Central Battery Systems with Power Limitation
Low-power systems (LPS), often referred to as power-limited battery supplies, are a semi-decentralized alternative. An LPS does not supply a whole building with battery power, but only a certain building area. As a rule, several low-power systems are needed in one object. The connected load is 1,500 watts for one hour or 500 watts for three hours. The advantage of this solution is that no fireproof cables need to be laid throughout the building beyond the area to be supplied, allowing buildings to be gradually renovated and put into operation. In addition, no separate space is required for the LPS batteries. 

Central Battery Systems without Power Limitation
As with LPS, the battery life of central power systems (CPS) is at least ten years on average. After a more complex installation, special cables to the luminaires have to be laid from a central room in the building; however, the ongoing operation is particularly economical. Unlike safety lights for single-battery systems, those for centralized and semi-decentralized solutions are much more compact. For buildings with a high design standard, this aspect can also be decisive. In addition, individual lighting settings can be made, for example via DALI.

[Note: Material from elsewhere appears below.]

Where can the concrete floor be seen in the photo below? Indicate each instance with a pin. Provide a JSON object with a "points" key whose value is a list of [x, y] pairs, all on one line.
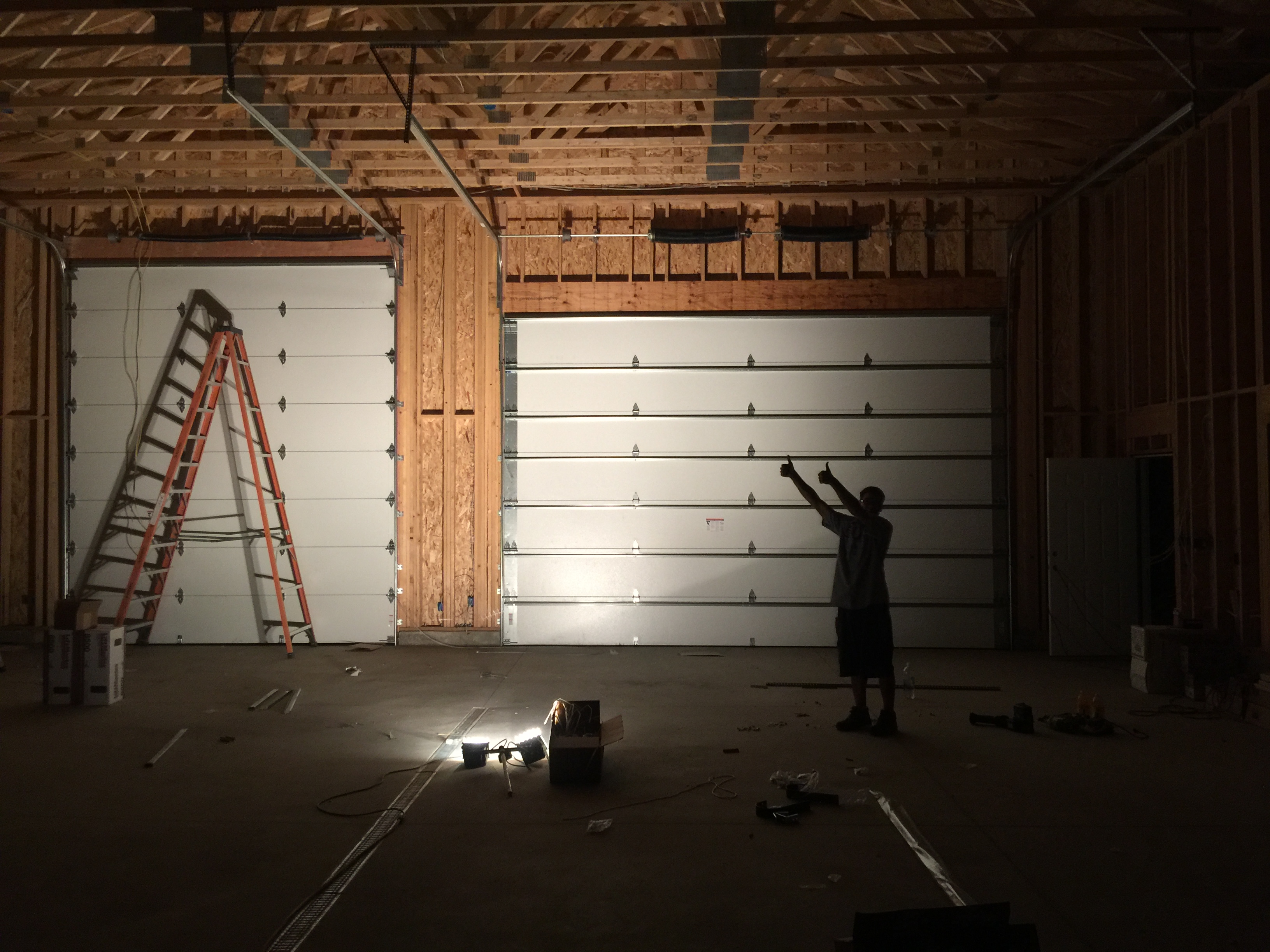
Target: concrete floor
{"points": [[1104, 843]]}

Testing and Maintenance – Automated or Manual
Whether a single- or central battery system, the best emergency lighting is worthless if it does not work properly in an emergency. In order to ensure long-term reliability after initial installation, the various standards and guidelines call for routine testing and maintenance that's quite extensive. The effort can be quite considerable. The time intervals for such tests vary according to the maintenance and testing that must be performed. They range from the viewing of the status LED for each luminaire daily to switching to emergency mode monthly and the annual check of the battery charger.
Automatic test systems can lend a tremendous amount of assitance for this work. If such a test system must be additionally installed wireless or wired for single-battery light systems, the implementation with central battery systems (LPS and CPS) is much easier. With them, the status of the entire system can be viewed from a central location. Tests are regularly performed and documented after prior programming. If there is an error, the technician will be informed with a detailed error description and exact position information – via message on screen, e-mail or text message.

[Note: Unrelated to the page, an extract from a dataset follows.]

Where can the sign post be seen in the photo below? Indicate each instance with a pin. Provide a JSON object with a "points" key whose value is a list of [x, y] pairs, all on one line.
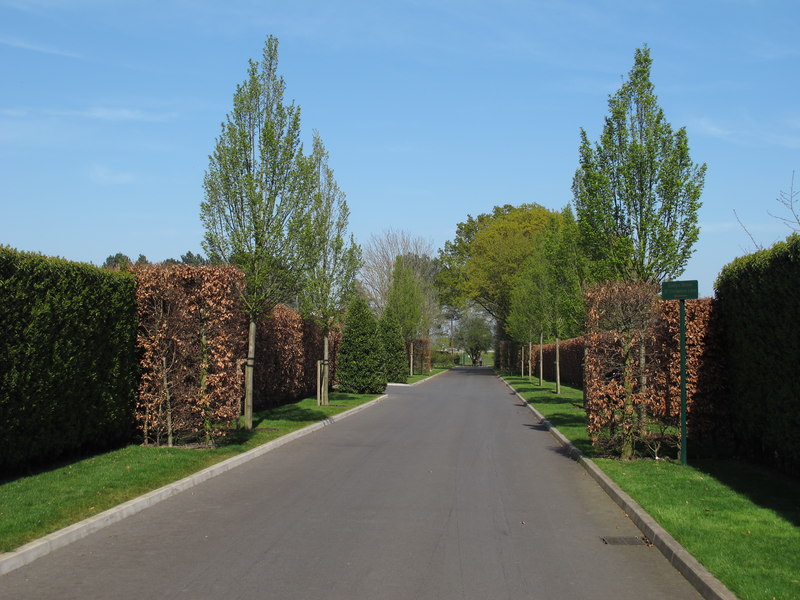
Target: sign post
{"points": [[681, 291]]}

Modern Emergency Lighting with DALI and LED

Modern central emergency lighting systems take advantage of automatic tests. They also use the same lights for both general and safety lighting. This saves costs and while simultaneously creating an elegant ambiance.

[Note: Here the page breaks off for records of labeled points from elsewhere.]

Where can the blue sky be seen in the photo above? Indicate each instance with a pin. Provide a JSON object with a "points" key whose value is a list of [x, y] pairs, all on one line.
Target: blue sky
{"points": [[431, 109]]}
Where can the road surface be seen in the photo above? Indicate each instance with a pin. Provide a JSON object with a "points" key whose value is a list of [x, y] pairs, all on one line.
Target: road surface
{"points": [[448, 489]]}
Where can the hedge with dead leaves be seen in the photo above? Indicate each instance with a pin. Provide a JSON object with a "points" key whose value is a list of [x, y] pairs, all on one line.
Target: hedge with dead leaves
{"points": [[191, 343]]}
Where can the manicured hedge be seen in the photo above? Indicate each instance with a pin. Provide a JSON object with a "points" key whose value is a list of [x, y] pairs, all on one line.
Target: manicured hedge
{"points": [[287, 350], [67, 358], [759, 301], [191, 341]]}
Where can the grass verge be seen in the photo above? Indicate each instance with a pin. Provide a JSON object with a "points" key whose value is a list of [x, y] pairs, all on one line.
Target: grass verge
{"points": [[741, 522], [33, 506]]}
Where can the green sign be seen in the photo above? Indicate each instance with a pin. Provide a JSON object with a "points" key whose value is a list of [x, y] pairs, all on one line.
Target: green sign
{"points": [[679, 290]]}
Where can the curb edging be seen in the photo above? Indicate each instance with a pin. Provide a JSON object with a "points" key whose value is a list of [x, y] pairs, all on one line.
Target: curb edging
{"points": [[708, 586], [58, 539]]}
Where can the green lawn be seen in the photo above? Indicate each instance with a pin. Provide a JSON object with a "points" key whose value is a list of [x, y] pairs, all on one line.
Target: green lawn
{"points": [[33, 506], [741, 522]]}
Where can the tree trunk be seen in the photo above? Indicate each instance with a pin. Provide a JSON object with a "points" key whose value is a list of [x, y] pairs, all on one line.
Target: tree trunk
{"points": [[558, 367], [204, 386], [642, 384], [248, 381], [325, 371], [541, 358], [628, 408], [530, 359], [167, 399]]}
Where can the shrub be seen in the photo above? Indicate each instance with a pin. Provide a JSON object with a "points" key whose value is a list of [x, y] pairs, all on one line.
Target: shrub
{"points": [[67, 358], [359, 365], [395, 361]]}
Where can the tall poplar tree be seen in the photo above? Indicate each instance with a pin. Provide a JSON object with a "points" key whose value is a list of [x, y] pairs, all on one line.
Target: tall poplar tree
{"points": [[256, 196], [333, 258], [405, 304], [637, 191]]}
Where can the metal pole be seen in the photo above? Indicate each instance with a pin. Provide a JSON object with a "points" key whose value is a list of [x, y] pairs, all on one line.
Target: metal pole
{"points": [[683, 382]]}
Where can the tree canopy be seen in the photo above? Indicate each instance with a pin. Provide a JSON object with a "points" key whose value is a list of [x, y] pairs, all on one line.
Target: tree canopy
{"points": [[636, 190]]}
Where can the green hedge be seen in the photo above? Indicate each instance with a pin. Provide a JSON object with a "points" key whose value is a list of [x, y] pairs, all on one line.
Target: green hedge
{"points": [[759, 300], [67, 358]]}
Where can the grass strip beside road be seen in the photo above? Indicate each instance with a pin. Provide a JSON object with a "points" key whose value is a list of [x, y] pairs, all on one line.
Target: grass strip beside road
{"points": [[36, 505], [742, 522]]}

And three technologies are required for this: On the one hand, lighting control gears – especially electronic ballasts (ECGs) – must be individually controllable – due to its manufacturer independence, the DALI protocol is ideal for this purpose. On the other hand, the luminaires must be suitable for generating different light scenarios – at this point, many things have become possible with the advent of LED technology.

Automation technology is needed to create an emergency lighting scenario from a general lighting system in an actual emergency. It ensures that previously defined scenarios in which certain LEDs are lit in a certain strength and color are stored and retrieved as needed.
Because these scenarios can be created in such an individual way, from the anti-panic lighting to the safety lighting of escape routes, all needs can be met. The configuration occurs either via a user's own web interface or – after previous integration – over the proprietary building management system. However, achieving this requires an open automation system with a high degree of interface diversity.